Hussain, who has acted in the Hollywood blockbuster Life of Pi, watched Srinkhal, an Assamese film in which he has starred, at Eleye cinema hall this evening.
Hussain was here along with Srinkhal director Prabin Hazarika and producer Partha Pratim Bora to promote the film in which he has acted along with Jaya Seal Ghosh and others.
On learning that Assam had only 22 active halls, he said nothing could be more shameful. “Bengal has at least 100-150 halls. How can you expect returns when there are only 22 halls to run a film and expect a wider audience?” he asked.

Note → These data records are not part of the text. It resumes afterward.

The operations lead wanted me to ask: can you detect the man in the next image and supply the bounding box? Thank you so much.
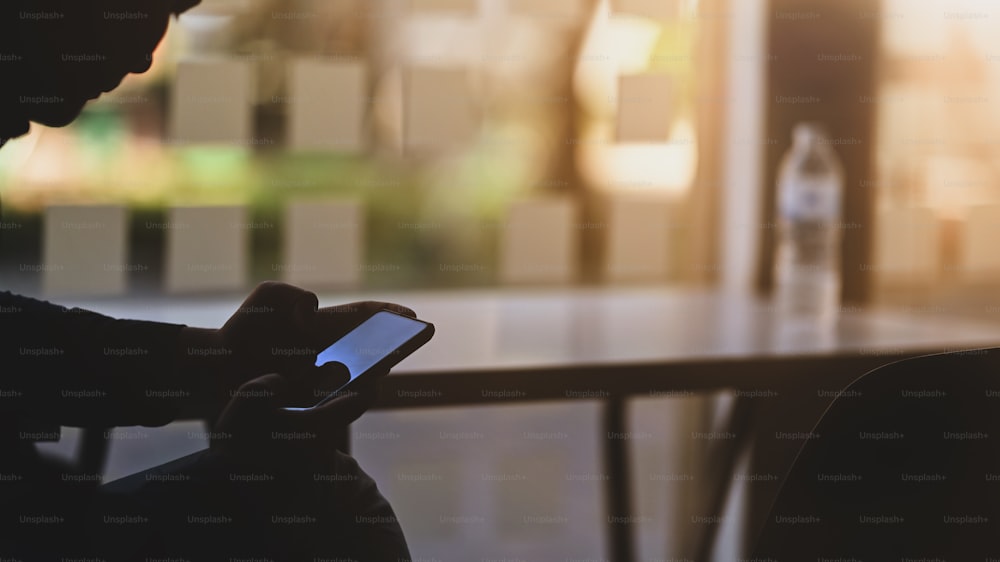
[0,0,413,561]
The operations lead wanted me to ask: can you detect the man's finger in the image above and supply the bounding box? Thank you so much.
[227,373,288,412]
[289,378,378,429]
[313,301,417,344]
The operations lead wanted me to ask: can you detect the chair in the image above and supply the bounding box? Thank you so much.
[752,348,1000,561]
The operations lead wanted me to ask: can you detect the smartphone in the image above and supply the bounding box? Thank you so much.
[284,310,434,411]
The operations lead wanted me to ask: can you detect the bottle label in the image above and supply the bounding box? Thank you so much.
[779,178,840,221]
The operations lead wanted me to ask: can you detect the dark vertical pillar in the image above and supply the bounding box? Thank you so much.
[758,0,881,304]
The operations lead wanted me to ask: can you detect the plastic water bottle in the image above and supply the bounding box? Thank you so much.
[774,123,844,329]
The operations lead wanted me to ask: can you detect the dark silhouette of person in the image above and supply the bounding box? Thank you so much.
[0,0,413,562]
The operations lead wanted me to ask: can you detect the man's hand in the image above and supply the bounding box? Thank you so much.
[211,370,378,466]
[180,282,416,424]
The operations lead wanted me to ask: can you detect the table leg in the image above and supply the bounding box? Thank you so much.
[603,396,635,562]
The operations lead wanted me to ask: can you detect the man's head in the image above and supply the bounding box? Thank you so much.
[0,0,200,145]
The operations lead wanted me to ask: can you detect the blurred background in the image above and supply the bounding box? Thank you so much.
[0,0,1000,560]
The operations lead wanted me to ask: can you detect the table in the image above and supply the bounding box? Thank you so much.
[64,287,1000,560]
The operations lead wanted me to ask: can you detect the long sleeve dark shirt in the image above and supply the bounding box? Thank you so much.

Highlighting the poor investment in Assamese films as one of the main reasons why they were no longer being made in greater numbers, Hussain said for a producer to invest capital, he would need to know that he would get returns and make a small profit. But more often than not the film flops, producers shy away from investing leaving the industry in a shambles, he added.
“The investment was so low that we cannot make 22 prints. That is why the prints were made for seven halls and those prints will be sent to other halls and maybe shown again in the same hall,” he said. Hussain said there were lots of good stories written here and he was trying to push these stories abroad in places like Norway, where people had shown interest in Assam and the people wanted to make movies based on the stories.
Prabin Hazarika said another factor for the lack of an audience for Assamese films was that despite some very good films being made in the past couple of years, a large number of films were substandard — made by people who did not know much about filmmaking — and these betrayed the expectations of the people who now no longer evinced any interest in watching Assamese films.
Film critics Jayanta Madhav Dutta and Pranjal Bora, members of Assam Film Society and Samiron Bardoloi, member of Jyoti Cine Club, called for raising the standard of Assamese films. They also advocated wider publicity of films like Shrinkhal, which portrays the struggle of a widow, and was released across the state on October 17 and had been well received by audiences.
On the sidelines of the news conference, Hussain said his next Bollywood release would be Zed Plus, a political satire directed by Chanakya serial director Chandraprakash Dwivedi, in which he plays the lead. The film will release on November 21.